Four years later, describing the beginnings of the opposition in France, Amédée Dunois wrote (Bulletin Communiste, March 3, 1921):

We knew Trotsky. He had just arrived in Paris. We were suffocating. Trotsky brought us the exhilarating air of the open spaces; he apprised us that the protests were everywhere legion, that treason affected only the general staffs and that socialism having remained alive the main question was to reconstitute the International.

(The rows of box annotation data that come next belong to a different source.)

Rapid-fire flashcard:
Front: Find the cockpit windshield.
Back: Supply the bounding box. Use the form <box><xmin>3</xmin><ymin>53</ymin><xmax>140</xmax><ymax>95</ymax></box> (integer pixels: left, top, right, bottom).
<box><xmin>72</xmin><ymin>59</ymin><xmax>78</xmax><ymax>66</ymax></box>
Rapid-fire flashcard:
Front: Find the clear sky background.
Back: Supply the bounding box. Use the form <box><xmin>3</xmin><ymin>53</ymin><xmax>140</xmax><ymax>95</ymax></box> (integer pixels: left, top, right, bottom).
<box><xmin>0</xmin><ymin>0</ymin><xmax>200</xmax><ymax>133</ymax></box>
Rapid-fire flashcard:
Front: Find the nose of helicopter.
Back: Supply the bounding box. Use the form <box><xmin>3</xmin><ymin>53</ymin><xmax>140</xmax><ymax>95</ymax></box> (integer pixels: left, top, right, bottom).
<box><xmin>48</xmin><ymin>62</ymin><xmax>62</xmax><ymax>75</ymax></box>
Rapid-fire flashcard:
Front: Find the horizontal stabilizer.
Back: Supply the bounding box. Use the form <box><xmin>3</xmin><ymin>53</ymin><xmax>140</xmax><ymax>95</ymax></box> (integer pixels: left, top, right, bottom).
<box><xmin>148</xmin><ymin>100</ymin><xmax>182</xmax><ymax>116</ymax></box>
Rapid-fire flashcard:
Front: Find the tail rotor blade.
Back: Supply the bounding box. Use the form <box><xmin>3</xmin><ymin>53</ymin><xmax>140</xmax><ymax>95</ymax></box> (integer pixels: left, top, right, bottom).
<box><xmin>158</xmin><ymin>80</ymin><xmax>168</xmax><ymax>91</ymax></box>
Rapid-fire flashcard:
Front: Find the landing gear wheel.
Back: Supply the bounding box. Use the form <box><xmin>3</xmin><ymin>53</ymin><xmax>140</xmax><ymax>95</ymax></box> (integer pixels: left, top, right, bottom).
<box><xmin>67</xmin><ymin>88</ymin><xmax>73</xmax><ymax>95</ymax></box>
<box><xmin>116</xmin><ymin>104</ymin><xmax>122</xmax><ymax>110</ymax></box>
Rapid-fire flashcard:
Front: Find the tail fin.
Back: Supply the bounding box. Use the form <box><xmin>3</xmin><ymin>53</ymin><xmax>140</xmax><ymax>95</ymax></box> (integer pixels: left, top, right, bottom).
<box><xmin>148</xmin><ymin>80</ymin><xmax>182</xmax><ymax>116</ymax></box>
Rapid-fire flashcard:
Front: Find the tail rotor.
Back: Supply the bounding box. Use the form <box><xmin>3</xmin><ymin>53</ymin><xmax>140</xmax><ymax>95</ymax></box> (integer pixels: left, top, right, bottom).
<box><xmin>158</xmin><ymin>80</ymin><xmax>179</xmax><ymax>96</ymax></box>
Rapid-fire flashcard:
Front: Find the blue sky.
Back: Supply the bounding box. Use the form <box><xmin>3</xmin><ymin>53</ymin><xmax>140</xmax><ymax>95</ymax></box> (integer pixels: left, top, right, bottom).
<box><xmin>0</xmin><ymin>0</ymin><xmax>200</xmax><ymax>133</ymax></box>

If there is a bit of exaggeration in these lines as to the remarks ascribed to Trotsky on the subject of the oppositionists who, at the beginning, were nowhere legion, there is none in the scope of new strength that Trotsky brought us, our group in particular and the movement in general. His ascendancy among the revolutionists was to increase to the degree that we learned to know him from his writings and his actions, and also to the degree that we learned of his past activity, of his role in Russian socialism, in the revolution of 1905, of his audacious escape from the icy steppes where czarism sought to confine him – of all those things about which he spoke only when he was questioned.

Paris, July 11, 1950

* * *

Footnote

1. In the editorial office of l’Humanité in the evening of the attempt on the life of Jaurès, Merrheim had met the Belgian socialist Camille Huysmans, deputy and secretary of the Permanent Bureau of the Second International: “What will you do,” he asked him, “if the Germans break through across Belgium?” Marking his words with a descriptive gesture, Huysmans replied: “A little corridor for them to pass through.”